301 Moved Permanently tells browsers and search-engine crawlers to update the stored URL to the new location. 302 Found is a temporary redirect; the original URL stays canonical and should not be replaced. Neither code guarantees the HTTP method is preserved on the redirected request — use 308 or 307 respectively if you need the method to stay as POST or PUT.
What is the difference between 401 Unauthorized and 403 Forbidden?
401 means authentication is required but was not provided or failed — sending valid credentials may succeed. 403 means the server knows who the caller is (or does not care) but is explicitly refusing access; re-authenticating will not help. Return 401 when the caller has not logged in; return 403 when a logged-in caller lacks permission.
What does 422 Unprocessable Content mean and when should I use it?
422 means the request body was syntactically valid (JSON parsed without error) but contained semantic errors such as a missing required field or a value that fails domain validation.

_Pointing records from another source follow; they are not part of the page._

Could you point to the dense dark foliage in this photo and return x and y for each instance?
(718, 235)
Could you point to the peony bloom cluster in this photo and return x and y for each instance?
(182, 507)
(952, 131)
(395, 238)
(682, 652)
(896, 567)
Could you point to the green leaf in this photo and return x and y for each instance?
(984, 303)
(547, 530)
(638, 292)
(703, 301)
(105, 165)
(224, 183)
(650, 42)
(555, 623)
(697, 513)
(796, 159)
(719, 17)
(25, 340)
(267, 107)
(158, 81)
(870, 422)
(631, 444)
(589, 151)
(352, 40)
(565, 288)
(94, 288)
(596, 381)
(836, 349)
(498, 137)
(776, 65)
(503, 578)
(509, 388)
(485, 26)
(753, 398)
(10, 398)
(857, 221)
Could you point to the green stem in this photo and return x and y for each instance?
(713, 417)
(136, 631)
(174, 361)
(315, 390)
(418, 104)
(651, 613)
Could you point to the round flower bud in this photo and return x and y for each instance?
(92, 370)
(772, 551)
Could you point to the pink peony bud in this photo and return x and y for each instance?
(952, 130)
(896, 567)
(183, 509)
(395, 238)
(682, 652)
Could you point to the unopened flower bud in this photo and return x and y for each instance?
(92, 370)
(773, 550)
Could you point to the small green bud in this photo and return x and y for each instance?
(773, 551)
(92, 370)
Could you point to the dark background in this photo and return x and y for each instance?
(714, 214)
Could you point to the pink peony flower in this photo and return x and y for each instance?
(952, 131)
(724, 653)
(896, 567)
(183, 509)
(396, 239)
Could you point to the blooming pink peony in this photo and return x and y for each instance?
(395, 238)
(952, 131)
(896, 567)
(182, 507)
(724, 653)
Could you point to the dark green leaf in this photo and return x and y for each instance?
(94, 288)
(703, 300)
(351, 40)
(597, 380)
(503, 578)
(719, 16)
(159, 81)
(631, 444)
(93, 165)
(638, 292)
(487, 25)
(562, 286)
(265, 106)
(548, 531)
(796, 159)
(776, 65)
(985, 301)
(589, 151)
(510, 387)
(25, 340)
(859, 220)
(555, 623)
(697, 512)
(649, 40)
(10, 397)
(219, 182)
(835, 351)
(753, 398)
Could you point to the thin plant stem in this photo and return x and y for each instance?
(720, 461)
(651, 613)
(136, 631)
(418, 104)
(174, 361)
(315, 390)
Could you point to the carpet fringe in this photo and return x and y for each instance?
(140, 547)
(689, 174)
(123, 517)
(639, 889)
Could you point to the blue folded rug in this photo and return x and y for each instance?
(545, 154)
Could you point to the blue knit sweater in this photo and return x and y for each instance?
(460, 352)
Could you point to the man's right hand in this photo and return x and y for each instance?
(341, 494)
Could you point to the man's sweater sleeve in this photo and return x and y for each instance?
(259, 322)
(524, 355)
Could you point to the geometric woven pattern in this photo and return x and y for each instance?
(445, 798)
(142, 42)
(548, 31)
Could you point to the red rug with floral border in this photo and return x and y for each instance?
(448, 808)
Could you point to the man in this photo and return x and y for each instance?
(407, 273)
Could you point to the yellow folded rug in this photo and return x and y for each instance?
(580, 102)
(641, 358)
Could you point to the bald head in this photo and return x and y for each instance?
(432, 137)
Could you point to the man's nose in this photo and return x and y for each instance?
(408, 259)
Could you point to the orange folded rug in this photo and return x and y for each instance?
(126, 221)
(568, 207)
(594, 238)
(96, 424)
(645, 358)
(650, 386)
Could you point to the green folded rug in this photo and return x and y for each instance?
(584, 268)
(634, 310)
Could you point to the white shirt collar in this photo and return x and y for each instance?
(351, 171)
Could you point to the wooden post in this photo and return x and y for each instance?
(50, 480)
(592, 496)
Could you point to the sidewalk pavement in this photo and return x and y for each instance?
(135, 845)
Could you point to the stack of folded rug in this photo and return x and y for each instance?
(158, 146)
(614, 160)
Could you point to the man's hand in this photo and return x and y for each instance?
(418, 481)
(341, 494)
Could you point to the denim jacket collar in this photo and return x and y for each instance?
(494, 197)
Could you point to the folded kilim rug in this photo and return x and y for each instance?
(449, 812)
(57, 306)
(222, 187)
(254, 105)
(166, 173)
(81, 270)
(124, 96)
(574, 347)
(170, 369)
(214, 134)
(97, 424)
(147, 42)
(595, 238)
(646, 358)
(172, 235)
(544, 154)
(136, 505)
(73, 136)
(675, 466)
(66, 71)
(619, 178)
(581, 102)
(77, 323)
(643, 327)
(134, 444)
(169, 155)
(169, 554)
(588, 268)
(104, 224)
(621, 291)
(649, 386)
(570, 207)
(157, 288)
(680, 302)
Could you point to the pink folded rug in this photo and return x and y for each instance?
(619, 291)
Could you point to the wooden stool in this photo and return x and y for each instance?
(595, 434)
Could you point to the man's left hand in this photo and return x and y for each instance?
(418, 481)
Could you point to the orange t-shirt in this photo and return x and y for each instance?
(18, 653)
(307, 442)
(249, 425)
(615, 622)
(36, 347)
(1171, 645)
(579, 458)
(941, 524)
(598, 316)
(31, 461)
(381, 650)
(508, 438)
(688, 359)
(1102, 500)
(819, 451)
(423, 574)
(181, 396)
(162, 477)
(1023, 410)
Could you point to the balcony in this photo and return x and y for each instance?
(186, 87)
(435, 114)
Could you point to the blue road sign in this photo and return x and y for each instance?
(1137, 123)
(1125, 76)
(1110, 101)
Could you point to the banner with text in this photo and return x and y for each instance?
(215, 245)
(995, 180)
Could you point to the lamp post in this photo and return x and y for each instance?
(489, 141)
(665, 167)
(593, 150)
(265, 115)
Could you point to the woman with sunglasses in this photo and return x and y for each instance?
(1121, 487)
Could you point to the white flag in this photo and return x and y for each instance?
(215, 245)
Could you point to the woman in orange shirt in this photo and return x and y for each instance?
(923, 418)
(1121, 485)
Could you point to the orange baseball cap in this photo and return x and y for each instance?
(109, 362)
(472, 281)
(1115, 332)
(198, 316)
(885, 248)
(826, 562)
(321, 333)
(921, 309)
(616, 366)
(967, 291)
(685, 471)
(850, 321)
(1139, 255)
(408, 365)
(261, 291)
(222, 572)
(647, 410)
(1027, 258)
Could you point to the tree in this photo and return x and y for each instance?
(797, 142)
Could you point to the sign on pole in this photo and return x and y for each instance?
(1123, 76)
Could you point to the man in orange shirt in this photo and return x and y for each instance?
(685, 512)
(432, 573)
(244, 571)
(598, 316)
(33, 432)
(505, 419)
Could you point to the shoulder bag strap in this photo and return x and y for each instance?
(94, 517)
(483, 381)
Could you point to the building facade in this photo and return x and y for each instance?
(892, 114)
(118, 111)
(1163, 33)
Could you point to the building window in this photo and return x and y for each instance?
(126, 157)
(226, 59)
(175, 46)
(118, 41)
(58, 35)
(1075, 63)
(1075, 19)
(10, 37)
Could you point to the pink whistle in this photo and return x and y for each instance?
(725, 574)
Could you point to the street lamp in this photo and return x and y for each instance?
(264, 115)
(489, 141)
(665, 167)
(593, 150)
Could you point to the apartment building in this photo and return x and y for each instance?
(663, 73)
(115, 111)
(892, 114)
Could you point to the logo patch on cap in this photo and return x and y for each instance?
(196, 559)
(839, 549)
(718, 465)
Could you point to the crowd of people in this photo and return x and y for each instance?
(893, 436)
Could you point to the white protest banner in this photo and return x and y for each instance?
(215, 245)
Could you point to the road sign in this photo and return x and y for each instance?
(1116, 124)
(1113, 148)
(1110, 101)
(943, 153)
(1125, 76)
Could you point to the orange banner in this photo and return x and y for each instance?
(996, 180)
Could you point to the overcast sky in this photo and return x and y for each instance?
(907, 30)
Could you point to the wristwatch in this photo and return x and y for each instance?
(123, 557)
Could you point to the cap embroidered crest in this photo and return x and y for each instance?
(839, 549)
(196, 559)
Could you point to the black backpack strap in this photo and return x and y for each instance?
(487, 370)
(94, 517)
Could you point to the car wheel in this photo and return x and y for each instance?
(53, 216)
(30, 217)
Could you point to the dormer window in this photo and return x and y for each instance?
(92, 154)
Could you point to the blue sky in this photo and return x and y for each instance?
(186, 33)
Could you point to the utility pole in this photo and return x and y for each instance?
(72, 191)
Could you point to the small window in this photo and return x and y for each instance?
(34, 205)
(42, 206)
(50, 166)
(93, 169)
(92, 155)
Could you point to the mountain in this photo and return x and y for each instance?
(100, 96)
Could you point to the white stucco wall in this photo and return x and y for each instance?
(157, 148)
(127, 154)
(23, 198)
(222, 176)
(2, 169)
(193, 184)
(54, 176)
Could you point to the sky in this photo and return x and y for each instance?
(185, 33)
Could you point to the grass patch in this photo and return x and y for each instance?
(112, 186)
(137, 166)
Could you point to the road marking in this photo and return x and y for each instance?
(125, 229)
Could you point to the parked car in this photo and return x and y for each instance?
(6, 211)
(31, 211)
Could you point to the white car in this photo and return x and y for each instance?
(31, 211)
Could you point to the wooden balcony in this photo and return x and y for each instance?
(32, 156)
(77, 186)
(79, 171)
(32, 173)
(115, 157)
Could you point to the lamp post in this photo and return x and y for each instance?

It is the correct choice when the payload is well-formed but logically wrong — in contrast to 400 Bad Request, which signals that the request itself was malformed or unparseable.
When should an API return 409 Conflict?
409 signals that the request cannot be completed because it conflicts with the current state of the resource — for example, a PUT that would overwrite a newer version, a POST that would create a duplicate unique record, or a state-machine transition that is not valid from the resource's current state. The response body should describe what the conflict is so the client can resolve it.
What does 429 Too Many Requests tell the client?
429 means the client has exceeded a rate limit within a given time window. The server should include a Retry-After header indicating when the client is permitted to try again, and optionally an X-RateLimit-Limit / X-RateLimit-Remaining header pair. The client must back off; retrying immediately will keep triggering the same response.
Why does HTTP status code 418 exist?
418 I'm a Teapot originates from RFC 2324, the Hyper Text Coffee Pot Control Protocol, published on 1 April 1998 as an April Fools' joke. The spec states that a teapot should refuse to brew coffee. The code was never removed from the IANA registry and is sometimes used in production as an Easter egg or to deliberately reject requests that should never be fulfilled.